Calibra Abutment Resin Cement is a two-component, self-cure, high strength self-adhesive cement. Calibra Abutment Resin Cement has the ability to bond to titanium and is chemically compatible with silanated ceramic materials, making it suitable for extraoral assembly of prosthetic components. This self-cure only, opaque shade has been optimized for extraoral assembly when blocking of metal graying or show-through is desired. Cured Calibra Abutment Resin Cement is essentially hydrophobic, minimizing post-cure water sorption, solubility and hygroscopic expansion.
This document describes the Calibra Abutment Resin Cement and its substantial equivalence to predicate devices, based on non-clinical performance testing. It focuses on the physical and chemical properties of the cement rather than an AI/ML powered device. Therefore, a direct response to your detailed questions regarding acceptance criteria and studies that are typical for AI/ML devices involving human readers, training sets, and ground truth establishment (such as those for image analysis, diagnostics, etc.) is not entirely applicable in this context.

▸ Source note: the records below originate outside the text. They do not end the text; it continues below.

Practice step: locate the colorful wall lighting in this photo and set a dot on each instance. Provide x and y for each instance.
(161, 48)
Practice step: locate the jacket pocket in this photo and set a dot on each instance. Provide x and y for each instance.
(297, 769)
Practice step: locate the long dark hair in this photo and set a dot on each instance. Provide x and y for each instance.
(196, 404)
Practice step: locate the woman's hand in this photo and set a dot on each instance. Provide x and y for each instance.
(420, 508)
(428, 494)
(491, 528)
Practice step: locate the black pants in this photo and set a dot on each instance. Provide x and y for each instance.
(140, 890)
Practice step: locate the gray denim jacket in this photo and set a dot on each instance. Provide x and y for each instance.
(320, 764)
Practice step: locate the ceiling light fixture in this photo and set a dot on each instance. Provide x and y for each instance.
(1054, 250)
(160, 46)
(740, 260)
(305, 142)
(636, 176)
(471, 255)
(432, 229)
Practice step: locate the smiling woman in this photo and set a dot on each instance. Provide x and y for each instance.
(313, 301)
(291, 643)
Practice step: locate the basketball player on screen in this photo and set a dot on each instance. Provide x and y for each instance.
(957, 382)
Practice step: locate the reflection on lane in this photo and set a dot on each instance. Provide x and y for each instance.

However, I can extract the information relevant to non-clinical testing which serves as the "study" demonstrating the device meets its "acceptance criteria" through comparison with existing, legally marketed devices.
Here's a summary of the non-clinical test data and conclusions provided:
1. A table of acceptance criteria and the reported device performance
The document does not explicitly present a table of acceptance criteria with specific numerical targets and the device's reported performance against those targets. Instead, it states that "The results show that the proposed device meets the requirements of the non-clinical bench testing conducted to support substantial equivalence."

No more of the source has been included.